Sacramento’s first parking master plan draws fire
At some point, most Sacramentans have experienced one problem or another with downtown parking. Maybe it was a ticket for parking in the wrong place on a street-cleaning day, trouble finding a spot near a favorite restaurant or endless hoop-jumping to obtain a residential parking permit. But these are just some of the many issues facing local residents, business owners and commuters.
How to address downtown’s varied parking problems? The city’s taken a stab at it, with the final draft of its Central City Parking Master Plan due to come before the city council on August 29.
The report was released for review in June. The 78-page document is filled with recommendations, from increasing enforcement to better managing the city’s supply of available parking spaces. It’s the first time Sacramento has developed a blueprint for downtown parking as part of its general plan.
Critics are staking out their territory. Comments, like those that usually accompany the release of a new Rob Schneider film (think Deuce Bigalow: Male Gigolo), run the gamut: Some say that even as it was written with the best intentions, it falls short of being effective; others simply call it garbage.
The Environmental Council of Sacramento (ECOS) charges that the plan promotes vehicle parking rather than encouraging commuters to use alternative methods of transportation. In a July 7 letter to city officials, ECOS officials criticized the proposed parking plan.
“Most of this is just complete garbage,” ECOS Executive Director Graham Brownstein told SN&R. “It just doesn’t make any sense.”
Brownstein is also miffed since he was among the 100 or so so-called “stakeholders”—residents, business owners and commuters—included in the planning process through six large and 15 smaller community meetings from February 2005 to June 2006. City officials said the goal of the meetings was to build a consensus. But to Brownstein, the meetings were little more than “dog and pony shows.”
Fran Halbakken, a planning and policy manager with the city’s department of transportation, notes that ECOS’s position is only one of many that must be taken into account. “Theirs is one viewpoint, and it needed to get balanced with others.”
The Sacramento Metropolitan Air Quality Management District weighed in: “While the plan does address the need for bicycle parking and facilities and adopts several of the recommendations made by the district and others during the review process, the parking master plan still represents a ‘business as usual’ mentality.”
The Sacramento Transportation Management Association, a nonprofit representing 145 employers concerned about traffic congestion, has written two letters. Executive Director Marilyn Bryant took planners to task. Like Brownstein, Bryant believes the plan does too much to accommodate the automobile. “I would say that we’re all in agreement that the plan does not go far enough to promote the kind of downtown we want to see,” Bryant said.
Brownstein, Bryant and others want public transit better developed downtown.
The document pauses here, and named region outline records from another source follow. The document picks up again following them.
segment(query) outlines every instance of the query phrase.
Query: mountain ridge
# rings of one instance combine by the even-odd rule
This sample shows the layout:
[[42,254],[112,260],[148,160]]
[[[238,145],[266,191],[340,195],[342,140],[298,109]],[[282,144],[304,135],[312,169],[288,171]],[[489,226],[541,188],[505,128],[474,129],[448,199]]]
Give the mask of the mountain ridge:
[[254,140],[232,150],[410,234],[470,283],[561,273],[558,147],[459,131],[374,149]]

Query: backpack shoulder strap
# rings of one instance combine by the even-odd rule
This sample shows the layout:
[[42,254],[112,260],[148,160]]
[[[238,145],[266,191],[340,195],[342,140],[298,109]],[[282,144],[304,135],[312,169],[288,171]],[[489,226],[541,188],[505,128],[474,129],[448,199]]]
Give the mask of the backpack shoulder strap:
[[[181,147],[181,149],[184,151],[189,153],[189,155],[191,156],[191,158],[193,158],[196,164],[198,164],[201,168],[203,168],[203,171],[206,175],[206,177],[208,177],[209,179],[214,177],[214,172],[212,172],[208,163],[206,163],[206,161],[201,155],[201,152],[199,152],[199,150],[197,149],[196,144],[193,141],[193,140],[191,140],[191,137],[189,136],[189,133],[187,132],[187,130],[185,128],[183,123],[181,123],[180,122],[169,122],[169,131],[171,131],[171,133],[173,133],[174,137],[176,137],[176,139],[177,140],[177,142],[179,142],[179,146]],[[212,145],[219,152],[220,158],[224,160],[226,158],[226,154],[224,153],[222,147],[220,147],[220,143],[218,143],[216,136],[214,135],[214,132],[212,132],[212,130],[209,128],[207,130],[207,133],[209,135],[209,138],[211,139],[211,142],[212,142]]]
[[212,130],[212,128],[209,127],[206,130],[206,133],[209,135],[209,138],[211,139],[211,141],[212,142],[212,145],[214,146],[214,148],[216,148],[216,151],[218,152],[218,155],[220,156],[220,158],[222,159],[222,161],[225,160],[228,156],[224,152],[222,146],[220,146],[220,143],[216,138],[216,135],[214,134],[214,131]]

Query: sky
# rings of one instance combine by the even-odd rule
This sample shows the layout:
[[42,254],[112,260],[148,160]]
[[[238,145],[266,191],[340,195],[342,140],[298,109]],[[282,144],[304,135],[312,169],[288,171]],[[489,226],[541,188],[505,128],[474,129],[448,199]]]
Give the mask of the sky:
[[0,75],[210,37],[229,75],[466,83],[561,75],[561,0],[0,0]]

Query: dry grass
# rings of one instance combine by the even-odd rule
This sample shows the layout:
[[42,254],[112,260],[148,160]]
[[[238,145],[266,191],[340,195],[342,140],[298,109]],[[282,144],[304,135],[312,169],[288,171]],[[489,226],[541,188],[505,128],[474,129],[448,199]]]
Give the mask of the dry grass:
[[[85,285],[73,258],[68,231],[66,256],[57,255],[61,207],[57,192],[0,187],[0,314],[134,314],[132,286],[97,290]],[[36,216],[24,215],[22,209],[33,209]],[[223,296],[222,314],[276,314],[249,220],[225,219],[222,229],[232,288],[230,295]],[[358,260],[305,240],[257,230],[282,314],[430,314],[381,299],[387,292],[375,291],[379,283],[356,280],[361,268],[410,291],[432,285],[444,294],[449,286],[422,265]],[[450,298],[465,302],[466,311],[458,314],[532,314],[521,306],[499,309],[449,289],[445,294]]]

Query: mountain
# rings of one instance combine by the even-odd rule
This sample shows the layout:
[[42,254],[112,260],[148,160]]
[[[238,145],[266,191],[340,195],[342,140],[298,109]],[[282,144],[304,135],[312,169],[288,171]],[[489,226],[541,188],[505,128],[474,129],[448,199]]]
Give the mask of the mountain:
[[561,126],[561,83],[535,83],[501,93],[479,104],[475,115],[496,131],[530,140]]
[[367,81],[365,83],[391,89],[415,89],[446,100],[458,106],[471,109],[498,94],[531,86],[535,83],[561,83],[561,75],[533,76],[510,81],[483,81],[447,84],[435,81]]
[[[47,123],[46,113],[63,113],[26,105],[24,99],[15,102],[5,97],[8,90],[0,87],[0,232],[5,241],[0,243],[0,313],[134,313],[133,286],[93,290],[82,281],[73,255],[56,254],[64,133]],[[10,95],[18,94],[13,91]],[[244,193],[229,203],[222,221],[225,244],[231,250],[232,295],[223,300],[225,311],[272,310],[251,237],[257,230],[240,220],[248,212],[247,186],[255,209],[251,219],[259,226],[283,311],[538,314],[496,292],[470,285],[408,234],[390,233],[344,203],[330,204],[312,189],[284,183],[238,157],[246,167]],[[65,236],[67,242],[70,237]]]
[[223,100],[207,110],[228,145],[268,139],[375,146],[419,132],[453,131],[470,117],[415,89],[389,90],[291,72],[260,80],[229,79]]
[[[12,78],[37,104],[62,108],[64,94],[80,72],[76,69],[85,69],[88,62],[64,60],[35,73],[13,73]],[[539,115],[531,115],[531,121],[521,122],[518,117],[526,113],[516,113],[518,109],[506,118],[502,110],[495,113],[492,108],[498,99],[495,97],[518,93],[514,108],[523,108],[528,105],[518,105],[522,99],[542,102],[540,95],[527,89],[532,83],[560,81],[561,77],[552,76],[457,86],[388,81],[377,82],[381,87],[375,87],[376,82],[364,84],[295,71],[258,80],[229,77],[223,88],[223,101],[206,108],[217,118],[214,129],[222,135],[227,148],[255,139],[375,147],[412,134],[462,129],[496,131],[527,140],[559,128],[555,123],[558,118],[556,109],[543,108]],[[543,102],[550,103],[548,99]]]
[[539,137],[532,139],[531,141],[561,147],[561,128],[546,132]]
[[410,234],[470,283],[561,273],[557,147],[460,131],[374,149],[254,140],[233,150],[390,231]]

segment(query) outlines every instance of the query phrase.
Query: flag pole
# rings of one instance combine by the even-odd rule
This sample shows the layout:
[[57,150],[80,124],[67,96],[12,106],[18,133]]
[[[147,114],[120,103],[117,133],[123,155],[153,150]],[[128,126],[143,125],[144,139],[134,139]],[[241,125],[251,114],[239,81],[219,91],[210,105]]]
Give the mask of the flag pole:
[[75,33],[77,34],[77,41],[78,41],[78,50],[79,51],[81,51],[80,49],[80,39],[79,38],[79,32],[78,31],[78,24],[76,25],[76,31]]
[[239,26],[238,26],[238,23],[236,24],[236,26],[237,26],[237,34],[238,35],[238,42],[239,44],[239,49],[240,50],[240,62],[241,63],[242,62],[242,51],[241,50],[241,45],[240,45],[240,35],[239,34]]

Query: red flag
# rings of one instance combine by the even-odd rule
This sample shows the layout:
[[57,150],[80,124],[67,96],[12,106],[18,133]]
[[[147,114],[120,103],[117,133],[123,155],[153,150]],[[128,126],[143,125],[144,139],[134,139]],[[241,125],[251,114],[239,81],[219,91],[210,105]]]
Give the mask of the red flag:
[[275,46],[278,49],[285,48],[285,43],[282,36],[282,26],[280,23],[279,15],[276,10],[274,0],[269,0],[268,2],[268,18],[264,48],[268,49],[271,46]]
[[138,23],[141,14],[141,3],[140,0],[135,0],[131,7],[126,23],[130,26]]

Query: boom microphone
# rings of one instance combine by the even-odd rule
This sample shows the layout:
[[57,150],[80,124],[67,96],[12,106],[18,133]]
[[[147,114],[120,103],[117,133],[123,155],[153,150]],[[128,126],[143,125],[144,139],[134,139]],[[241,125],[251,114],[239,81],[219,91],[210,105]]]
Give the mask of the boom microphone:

Paul Harriman, a member of the Neighborhood Advisory Group, even goes so far as to suggest that landlords provide free 10-year Regional Transit passes for all their tenants to promote ridership.
Others, like Midtown Business Association President Shawn Eldredge, want less regulation of the existing supply of parking. “We’re a long way from having a system that works, and heaven forbid the city does anything in its haste to deplete that inventory,” Eldredge said. “I want every Escalade in Granite Bay to have plenty of space to park, come down and spend their money.”
Although he admitted to not yet having read the final version of the master parking plan, Councilman Steve Cohn said he believes creating a long-term plan is important. “It’s a question of how we transition toward a time when more people are using other methods [of transportation],” he said.
Public comment will be heard again before the city council votes to adopt the master plan for downtown parking at its August 29 meeting.